Chemical representatives say the chemicals pose little threat to human health.
"Information collected by the Centers for Disease Control and Prevention over the last 10 years indicates that despite the fact that phthalates are used in many products, exposure is extremely low. Much lower than the levels considered safe by regulatory agencies," said Anne Kolton, communication director of the American Chemistry Council.
Zota said the study highlights a disturbing trend: replacing one harmful chemical for another without knowing the impact.
"Substituting one problematic chemical for another is a reoccurring theme in environmental health," Zota said. "I think consumers have a right to know so they can make more informed decisions."
Though advocacy groups appreciate that the study shows policy can make a measurable difference in human health, Andy Igrejas, the national campaign director of the advocacy group Safer Chemicals, Healthy Families, said there is still a lot to be done in terms of chemical transparency in products.
According to Igrejas, it's difficult for consumers to regulate their chemical exposure because of industry loopholes such as the designation of a product as a "fragrance," which exempts the manufacturer from listing "trade secrets" or the chemicals used.

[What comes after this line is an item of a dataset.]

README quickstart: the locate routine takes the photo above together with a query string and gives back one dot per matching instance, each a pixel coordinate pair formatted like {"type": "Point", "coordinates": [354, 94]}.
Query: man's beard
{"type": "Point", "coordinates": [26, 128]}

"The absence of information is something that doesn't mean it's safe based on everything we know about chemicals," Igrejas said. "The next frontier is a more comprehensive system with greater transparency and research on what is actually used in products and the effects."
Though reducing exposure to chemicals is hard because of loopholes, here are some tips from Safer Chemicals, Healthy Families on lessening exposure to phthalates:
•Reduce or avoid consumption of processed food, which is exposed to chemicals through food packaging processes.
•Read the labels on personal care products, and seek companies that have reformulated to avoid chemicals.
•Filter drinking water.
•Use only microwave-safe containers when microwaving plastic.